Tout se tient, se défait et se recompose au hasard
Le papillonnage est un des principes de ce roman aléatoire. Qui saute, tressaute, butine d’un éphémère à l’autre, aussi bien dans le temps que dans l’espace. Le temps des années 1960 où Vincent est enfant dans une ville de l’Ouest. Le début des années 1980 où coïncident son arrivée à Paris, son épanouissement de libertin polymorphe et l’élection sans lendemains enchantés de Mitterrand. Mais aussi anticipation à peine science-fiction, un Paris presque contemporain (2020 et suivantes) sous le choc d’un attentat atomique sur la place de la République dont Vincent sortira irradié.
Mais c’est aussi l’espace qui ouvre ses cavernes à la faveur d’un sésame aussi soudain qu’un claquement de doigts : « Et maintenant Vincent se prénomme Philippe », jeune juif new-yorkais et présentement GI au printemps 1944 lors de la libération de l’Italie fasciste par les armées alliées. Maintenant Vincent se prénomme Piero, peintre de la Renaissance à Florence au temps des Médicis.
Maintenant Vincent est Nino, jeune dégourdi portugais participant en 1502 à l’expédition destinée à conquérir le Brésil.
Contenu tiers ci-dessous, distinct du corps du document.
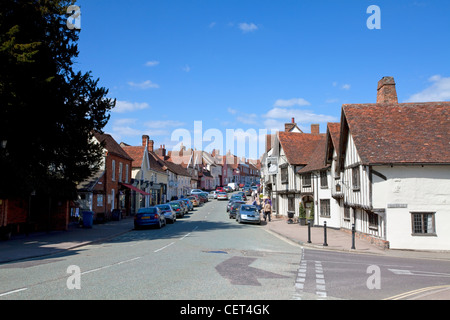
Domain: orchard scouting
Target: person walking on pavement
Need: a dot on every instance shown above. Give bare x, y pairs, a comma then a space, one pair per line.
267, 211
258, 205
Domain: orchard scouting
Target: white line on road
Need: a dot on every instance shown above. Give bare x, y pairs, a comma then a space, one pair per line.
11, 292
160, 249
109, 266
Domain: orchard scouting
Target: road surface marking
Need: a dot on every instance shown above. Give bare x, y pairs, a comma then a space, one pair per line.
414, 292
160, 249
11, 292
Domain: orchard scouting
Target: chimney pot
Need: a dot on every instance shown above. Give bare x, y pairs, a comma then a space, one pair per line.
145, 138
386, 92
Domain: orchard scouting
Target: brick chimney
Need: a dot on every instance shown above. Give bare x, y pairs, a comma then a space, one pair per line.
146, 140
386, 91
288, 126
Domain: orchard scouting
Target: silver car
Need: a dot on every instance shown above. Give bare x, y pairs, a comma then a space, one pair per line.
168, 212
248, 213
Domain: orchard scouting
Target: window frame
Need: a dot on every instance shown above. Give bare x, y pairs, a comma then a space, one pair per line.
424, 223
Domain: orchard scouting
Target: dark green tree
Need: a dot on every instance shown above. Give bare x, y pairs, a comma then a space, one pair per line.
48, 112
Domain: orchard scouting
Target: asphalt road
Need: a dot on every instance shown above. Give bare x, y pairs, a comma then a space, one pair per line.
207, 256
203, 256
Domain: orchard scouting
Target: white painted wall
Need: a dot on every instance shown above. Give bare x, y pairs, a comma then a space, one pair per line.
421, 189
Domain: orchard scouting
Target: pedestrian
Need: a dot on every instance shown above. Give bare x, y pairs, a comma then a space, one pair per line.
267, 211
257, 204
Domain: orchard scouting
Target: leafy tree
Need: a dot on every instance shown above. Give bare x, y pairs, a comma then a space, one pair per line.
48, 111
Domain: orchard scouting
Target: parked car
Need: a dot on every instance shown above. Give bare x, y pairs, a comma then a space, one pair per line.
151, 216
183, 205
248, 213
248, 191
212, 195
203, 197
196, 191
242, 193
188, 203
232, 199
234, 186
233, 208
177, 208
168, 212
222, 196
195, 200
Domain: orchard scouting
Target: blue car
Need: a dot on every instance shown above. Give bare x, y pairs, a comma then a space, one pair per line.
168, 212
151, 216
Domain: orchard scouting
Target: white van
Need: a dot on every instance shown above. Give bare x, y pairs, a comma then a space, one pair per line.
233, 186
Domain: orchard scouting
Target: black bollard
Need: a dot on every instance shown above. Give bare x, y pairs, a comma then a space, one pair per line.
309, 231
353, 236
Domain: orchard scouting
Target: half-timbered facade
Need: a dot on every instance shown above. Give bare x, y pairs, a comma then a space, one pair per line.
395, 164
294, 151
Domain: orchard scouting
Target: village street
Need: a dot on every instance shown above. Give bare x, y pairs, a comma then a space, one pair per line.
207, 256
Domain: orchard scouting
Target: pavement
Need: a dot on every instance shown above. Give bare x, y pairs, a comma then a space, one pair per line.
41, 244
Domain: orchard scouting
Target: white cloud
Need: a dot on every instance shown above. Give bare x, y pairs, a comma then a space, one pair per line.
125, 131
125, 121
151, 63
346, 86
159, 124
291, 102
126, 106
232, 111
438, 91
248, 27
301, 116
248, 118
144, 85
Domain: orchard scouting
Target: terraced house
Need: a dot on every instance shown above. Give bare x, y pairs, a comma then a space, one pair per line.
394, 159
384, 170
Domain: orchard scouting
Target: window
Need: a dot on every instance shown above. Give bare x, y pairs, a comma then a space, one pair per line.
113, 170
347, 213
291, 202
284, 175
355, 179
306, 180
423, 223
373, 220
99, 200
323, 179
325, 207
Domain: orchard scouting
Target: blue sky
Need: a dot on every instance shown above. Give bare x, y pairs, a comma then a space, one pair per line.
255, 64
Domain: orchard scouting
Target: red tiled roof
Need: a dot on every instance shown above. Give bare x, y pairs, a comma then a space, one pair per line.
317, 158
399, 133
135, 152
111, 145
299, 147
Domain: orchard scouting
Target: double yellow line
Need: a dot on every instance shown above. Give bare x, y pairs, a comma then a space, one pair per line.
414, 292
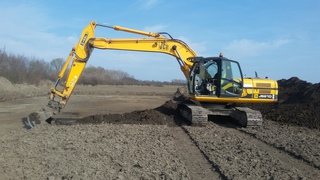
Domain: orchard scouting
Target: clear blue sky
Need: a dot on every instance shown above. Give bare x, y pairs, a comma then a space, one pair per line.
277, 38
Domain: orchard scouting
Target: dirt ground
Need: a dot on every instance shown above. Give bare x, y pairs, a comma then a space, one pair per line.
135, 132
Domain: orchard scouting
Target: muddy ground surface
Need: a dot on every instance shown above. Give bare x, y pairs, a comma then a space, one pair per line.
136, 133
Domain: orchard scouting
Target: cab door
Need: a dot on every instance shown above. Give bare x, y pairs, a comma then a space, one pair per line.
231, 80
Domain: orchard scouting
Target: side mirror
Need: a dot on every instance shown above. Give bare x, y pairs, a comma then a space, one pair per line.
197, 70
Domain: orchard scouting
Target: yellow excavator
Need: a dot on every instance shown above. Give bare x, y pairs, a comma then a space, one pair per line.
215, 84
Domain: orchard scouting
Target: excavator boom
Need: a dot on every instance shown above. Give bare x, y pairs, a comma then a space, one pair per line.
210, 80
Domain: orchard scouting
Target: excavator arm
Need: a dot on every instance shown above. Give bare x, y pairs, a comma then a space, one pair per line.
81, 52
212, 81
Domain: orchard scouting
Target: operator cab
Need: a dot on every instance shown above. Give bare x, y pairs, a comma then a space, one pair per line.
215, 76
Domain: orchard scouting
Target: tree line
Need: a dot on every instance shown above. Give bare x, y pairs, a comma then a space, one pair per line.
20, 69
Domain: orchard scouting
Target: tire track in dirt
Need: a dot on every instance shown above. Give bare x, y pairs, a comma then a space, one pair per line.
198, 164
290, 153
240, 156
287, 157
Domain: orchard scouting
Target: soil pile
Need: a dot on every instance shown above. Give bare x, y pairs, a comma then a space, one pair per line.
299, 104
166, 114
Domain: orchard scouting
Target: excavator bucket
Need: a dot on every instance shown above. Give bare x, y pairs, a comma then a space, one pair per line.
44, 115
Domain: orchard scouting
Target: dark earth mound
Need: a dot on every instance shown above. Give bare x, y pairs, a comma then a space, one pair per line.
299, 104
165, 114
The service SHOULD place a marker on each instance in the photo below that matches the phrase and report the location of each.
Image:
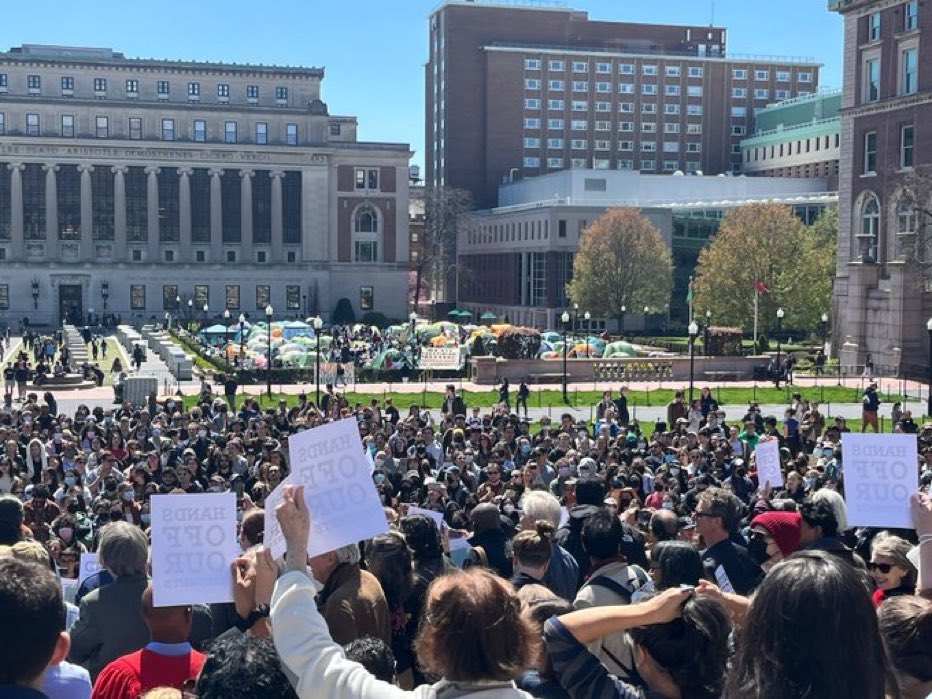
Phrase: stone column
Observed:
(278, 231)
(247, 253)
(152, 211)
(87, 214)
(51, 206)
(216, 216)
(17, 234)
(184, 203)
(119, 212)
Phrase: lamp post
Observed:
(317, 323)
(693, 332)
(565, 318)
(268, 364)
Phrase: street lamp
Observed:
(693, 332)
(565, 318)
(317, 323)
(268, 364)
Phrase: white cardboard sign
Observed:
(767, 457)
(881, 472)
(344, 505)
(193, 546)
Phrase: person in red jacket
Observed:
(167, 661)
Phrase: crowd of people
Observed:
(572, 559)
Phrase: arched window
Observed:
(366, 234)
(870, 228)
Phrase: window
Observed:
(870, 153)
(870, 227)
(911, 15)
(906, 146)
(871, 91)
(873, 27)
(909, 68)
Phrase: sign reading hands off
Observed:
(881, 471)
(342, 500)
(193, 546)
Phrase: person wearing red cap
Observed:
(774, 536)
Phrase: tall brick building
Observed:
(516, 91)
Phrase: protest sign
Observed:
(767, 457)
(89, 566)
(193, 546)
(881, 471)
(338, 489)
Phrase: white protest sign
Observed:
(338, 489)
(89, 566)
(437, 517)
(193, 546)
(881, 472)
(767, 457)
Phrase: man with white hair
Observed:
(352, 601)
(563, 573)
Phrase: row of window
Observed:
(606, 164)
(200, 129)
(131, 88)
(906, 145)
(649, 69)
(534, 123)
(533, 103)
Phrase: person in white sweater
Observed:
(474, 635)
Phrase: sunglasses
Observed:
(882, 567)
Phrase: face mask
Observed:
(757, 549)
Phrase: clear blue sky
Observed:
(374, 50)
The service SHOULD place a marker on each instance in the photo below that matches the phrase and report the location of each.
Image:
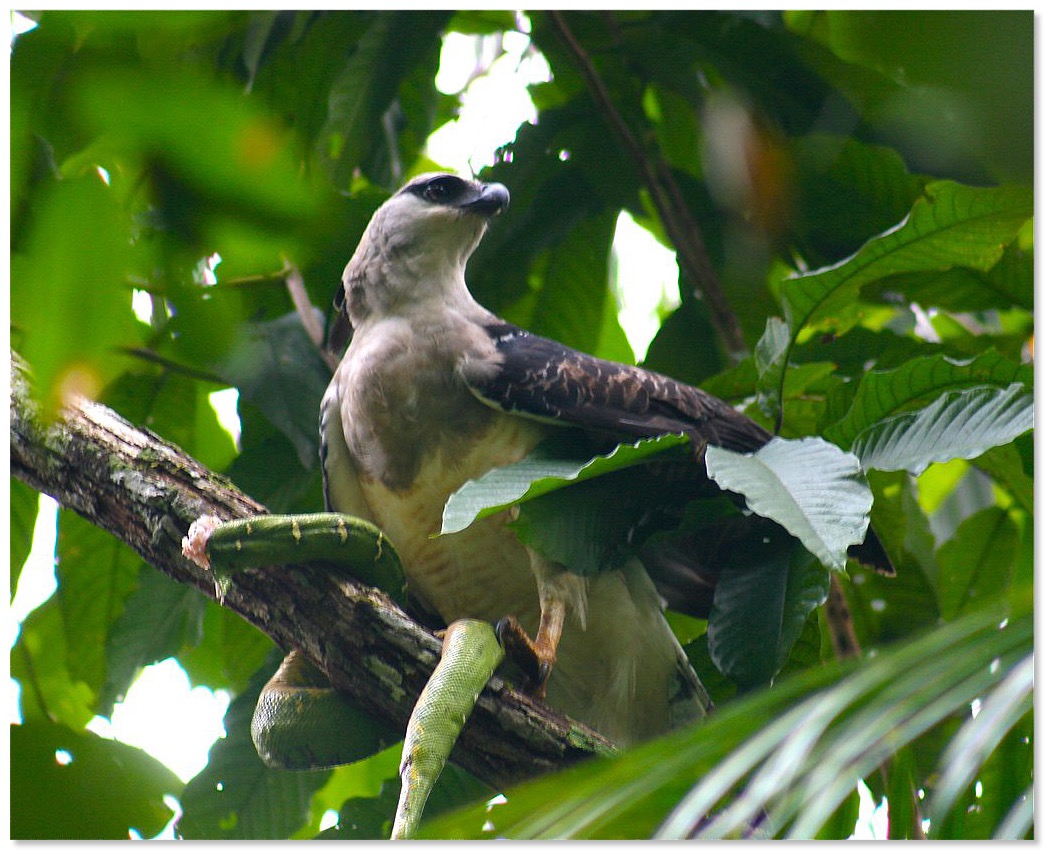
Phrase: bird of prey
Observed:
(434, 390)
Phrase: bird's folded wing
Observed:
(537, 377)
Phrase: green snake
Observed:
(300, 722)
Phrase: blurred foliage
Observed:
(861, 183)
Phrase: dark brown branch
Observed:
(678, 220)
(146, 492)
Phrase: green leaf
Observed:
(86, 274)
(39, 663)
(366, 85)
(1003, 464)
(97, 574)
(103, 791)
(847, 190)
(589, 526)
(24, 506)
(792, 752)
(977, 562)
(918, 381)
(1010, 701)
(769, 359)
(159, 618)
(950, 226)
(961, 424)
(761, 604)
(574, 304)
(555, 463)
(278, 369)
(236, 796)
(809, 487)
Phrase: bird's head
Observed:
(418, 242)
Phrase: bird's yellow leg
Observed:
(535, 656)
(301, 723)
(561, 592)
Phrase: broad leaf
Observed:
(918, 381)
(792, 753)
(277, 368)
(950, 226)
(1010, 701)
(977, 562)
(161, 617)
(97, 574)
(556, 463)
(809, 487)
(103, 791)
(368, 84)
(236, 796)
(963, 424)
(86, 272)
(761, 604)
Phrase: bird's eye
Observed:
(442, 190)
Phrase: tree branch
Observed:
(146, 492)
(678, 220)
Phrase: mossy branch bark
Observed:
(146, 492)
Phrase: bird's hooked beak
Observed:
(491, 199)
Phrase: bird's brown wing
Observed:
(537, 377)
(541, 378)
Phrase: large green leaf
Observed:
(97, 574)
(792, 753)
(277, 368)
(809, 487)
(554, 464)
(86, 274)
(368, 83)
(95, 788)
(761, 604)
(918, 381)
(24, 506)
(159, 619)
(970, 748)
(39, 663)
(950, 226)
(977, 562)
(961, 424)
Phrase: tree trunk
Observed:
(146, 492)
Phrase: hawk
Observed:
(434, 390)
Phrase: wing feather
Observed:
(541, 378)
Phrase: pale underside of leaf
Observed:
(548, 468)
(964, 424)
(809, 487)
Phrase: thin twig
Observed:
(681, 227)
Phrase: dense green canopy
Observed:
(849, 195)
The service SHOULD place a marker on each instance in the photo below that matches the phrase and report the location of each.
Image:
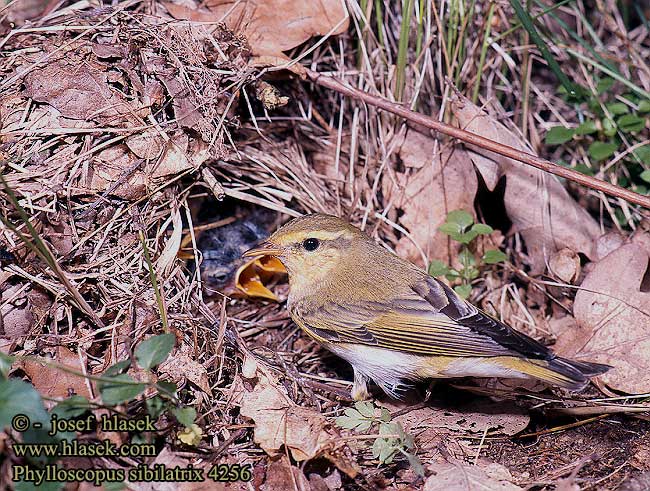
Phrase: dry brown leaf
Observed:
(21, 309)
(180, 366)
(279, 476)
(279, 422)
(537, 203)
(459, 476)
(51, 381)
(170, 460)
(268, 33)
(565, 264)
(119, 170)
(434, 183)
(477, 416)
(614, 317)
(80, 91)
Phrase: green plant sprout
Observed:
(391, 439)
(461, 228)
(611, 122)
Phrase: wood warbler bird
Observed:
(392, 321)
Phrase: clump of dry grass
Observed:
(92, 182)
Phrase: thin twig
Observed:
(474, 139)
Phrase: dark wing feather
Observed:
(430, 320)
(481, 323)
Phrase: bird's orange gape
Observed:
(392, 321)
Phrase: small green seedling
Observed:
(611, 122)
(391, 439)
(460, 227)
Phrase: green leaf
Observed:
(609, 127)
(643, 154)
(482, 228)
(631, 122)
(366, 409)
(602, 150)
(415, 463)
(167, 388)
(466, 258)
(155, 406)
(352, 413)
(604, 84)
(463, 218)
(644, 106)
(346, 422)
(185, 415)
(558, 135)
(5, 364)
(587, 128)
(364, 425)
(154, 350)
(437, 268)
(71, 407)
(378, 445)
(467, 237)
(617, 108)
(18, 397)
(463, 291)
(573, 89)
(584, 169)
(450, 229)
(493, 256)
(387, 454)
(645, 175)
(119, 389)
(119, 367)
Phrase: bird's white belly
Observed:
(389, 368)
(379, 364)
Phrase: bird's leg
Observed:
(360, 386)
(429, 391)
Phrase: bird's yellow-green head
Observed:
(311, 247)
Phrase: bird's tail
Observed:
(570, 374)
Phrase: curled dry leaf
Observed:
(435, 181)
(118, 170)
(268, 33)
(81, 91)
(501, 417)
(614, 319)
(538, 205)
(180, 366)
(51, 381)
(21, 308)
(565, 264)
(280, 422)
(459, 476)
(279, 478)
(170, 460)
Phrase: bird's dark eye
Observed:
(311, 244)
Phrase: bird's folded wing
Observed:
(430, 320)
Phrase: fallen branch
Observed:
(474, 139)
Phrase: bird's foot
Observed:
(360, 387)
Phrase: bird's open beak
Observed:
(264, 249)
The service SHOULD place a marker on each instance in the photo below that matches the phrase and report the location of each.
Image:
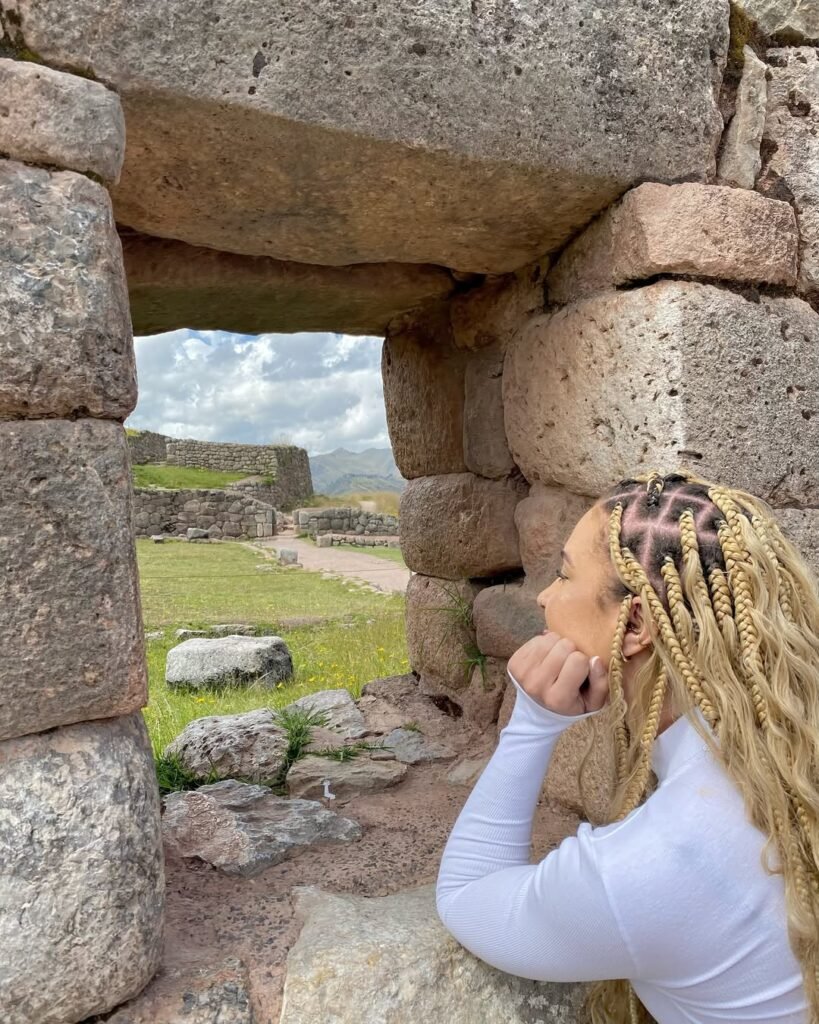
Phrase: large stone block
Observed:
(461, 525)
(674, 375)
(72, 626)
(485, 448)
(82, 887)
(173, 285)
(790, 148)
(545, 519)
(707, 230)
(440, 635)
(60, 120)
(424, 394)
(66, 344)
(393, 133)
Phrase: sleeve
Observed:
(548, 922)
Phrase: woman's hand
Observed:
(558, 676)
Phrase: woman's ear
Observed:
(637, 636)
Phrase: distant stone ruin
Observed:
(588, 231)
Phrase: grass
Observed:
(361, 636)
(181, 477)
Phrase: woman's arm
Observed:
(551, 921)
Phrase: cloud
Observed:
(319, 391)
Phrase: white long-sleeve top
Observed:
(674, 897)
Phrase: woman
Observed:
(683, 614)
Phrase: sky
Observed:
(319, 391)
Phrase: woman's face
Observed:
(577, 605)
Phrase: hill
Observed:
(342, 472)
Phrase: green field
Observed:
(359, 635)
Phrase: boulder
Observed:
(397, 135)
(231, 660)
(315, 777)
(790, 145)
(60, 120)
(714, 381)
(394, 953)
(243, 829)
(461, 525)
(82, 887)
(705, 230)
(250, 745)
(71, 630)
(66, 343)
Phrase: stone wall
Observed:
(344, 519)
(222, 513)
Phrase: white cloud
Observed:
(319, 390)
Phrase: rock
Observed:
(423, 377)
(440, 636)
(545, 519)
(82, 888)
(485, 449)
(715, 382)
(401, 963)
(66, 342)
(343, 717)
(787, 20)
(740, 160)
(65, 535)
(790, 144)
(433, 128)
(707, 230)
(230, 660)
(173, 285)
(345, 779)
(412, 747)
(250, 745)
(506, 616)
(461, 525)
(60, 120)
(191, 994)
(243, 829)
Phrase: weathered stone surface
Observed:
(787, 20)
(440, 635)
(401, 963)
(63, 536)
(790, 144)
(315, 777)
(214, 994)
(712, 381)
(60, 120)
(485, 448)
(424, 395)
(173, 285)
(707, 230)
(461, 525)
(801, 526)
(430, 119)
(243, 829)
(249, 745)
(506, 616)
(82, 887)
(545, 519)
(740, 160)
(343, 717)
(234, 660)
(66, 343)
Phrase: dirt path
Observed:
(379, 572)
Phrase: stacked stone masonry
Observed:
(82, 888)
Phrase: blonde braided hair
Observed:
(732, 611)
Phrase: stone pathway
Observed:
(379, 572)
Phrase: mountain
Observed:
(342, 472)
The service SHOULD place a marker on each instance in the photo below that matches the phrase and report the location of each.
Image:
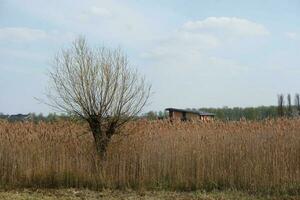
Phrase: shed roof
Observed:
(198, 112)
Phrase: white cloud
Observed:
(21, 34)
(227, 25)
(293, 35)
(94, 11)
(25, 34)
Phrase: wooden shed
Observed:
(183, 114)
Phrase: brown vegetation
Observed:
(254, 156)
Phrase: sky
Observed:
(194, 53)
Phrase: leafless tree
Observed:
(281, 105)
(297, 103)
(98, 85)
(289, 106)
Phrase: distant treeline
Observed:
(51, 117)
(236, 113)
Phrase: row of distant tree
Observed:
(51, 117)
(285, 108)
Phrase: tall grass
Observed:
(255, 156)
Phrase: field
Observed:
(80, 194)
(254, 157)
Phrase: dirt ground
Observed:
(77, 194)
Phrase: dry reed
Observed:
(254, 156)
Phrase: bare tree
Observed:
(297, 103)
(289, 106)
(98, 85)
(281, 105)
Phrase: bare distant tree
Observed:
(280, 105)
(98, 85)
(297, 103)
(289, 106)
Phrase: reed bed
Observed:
(253, 156)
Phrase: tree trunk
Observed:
(100, 137)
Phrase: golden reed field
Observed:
(252, 156)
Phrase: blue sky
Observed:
(194, 53)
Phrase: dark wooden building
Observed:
(183, 114)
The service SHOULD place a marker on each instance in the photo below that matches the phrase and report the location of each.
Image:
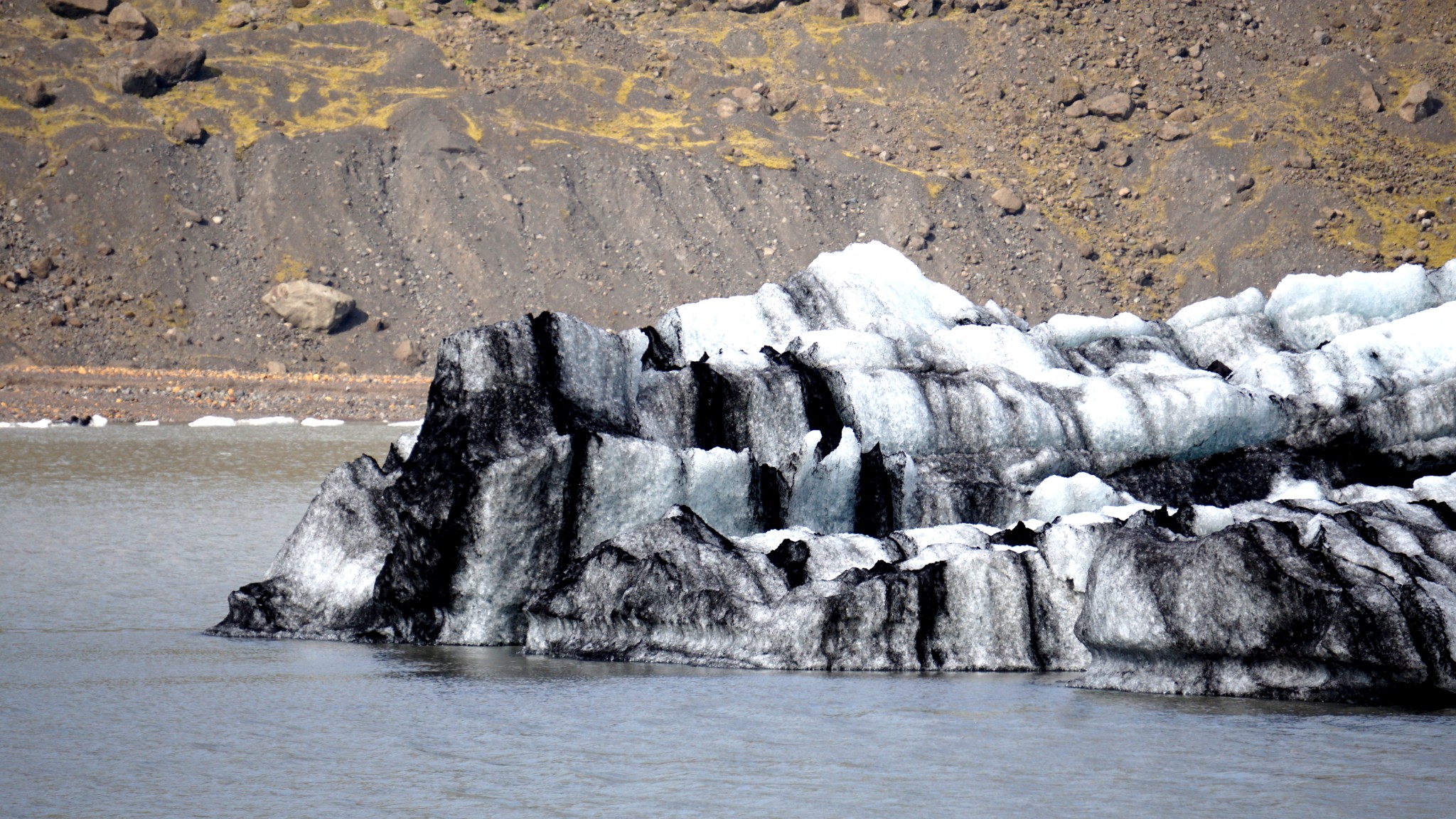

Maintenant Vincent est Actéon, chasseur mythologique métamorphosé en cerf pour avoir contemplé la nudité de la déesse Diane.
Tout se tient, se défait et se recompose au hasard de ces avatars qui ne sont pas des digressions mais autant de chemins de traverse qui contestent les itinéraires trop bien fléchés. Vincent n’est pas fou de vivre sans cesse ailleurs, c’est plutôt quand il existe ici et maintenant qu’il le devient. Hors normes, hors bornes, qu’elles soient sexuelles, sensuelles ou politiques.
Comme dans les vraies-fausses vies de Vincent, comme dans la vie tout court, de l’Italie au Brésil, de Paris à New York, de l’Antiquité à l’après-demain, tout se conclut par la mort de tous. N’était une échappée belle. Deux chiens du divin Actéon, délivrés de son emprise et doués de parole, puisqu’ils ont « fortuitement » dévoré la langue de leur maître.
L’un est bavard, l’autre muet. Le bavard périra d’être un prodige. Le muet s’éloigne dans les bois, « tranquillement, le nez au vent, sans penser à rien ». A pas de loup, suivons sa trace.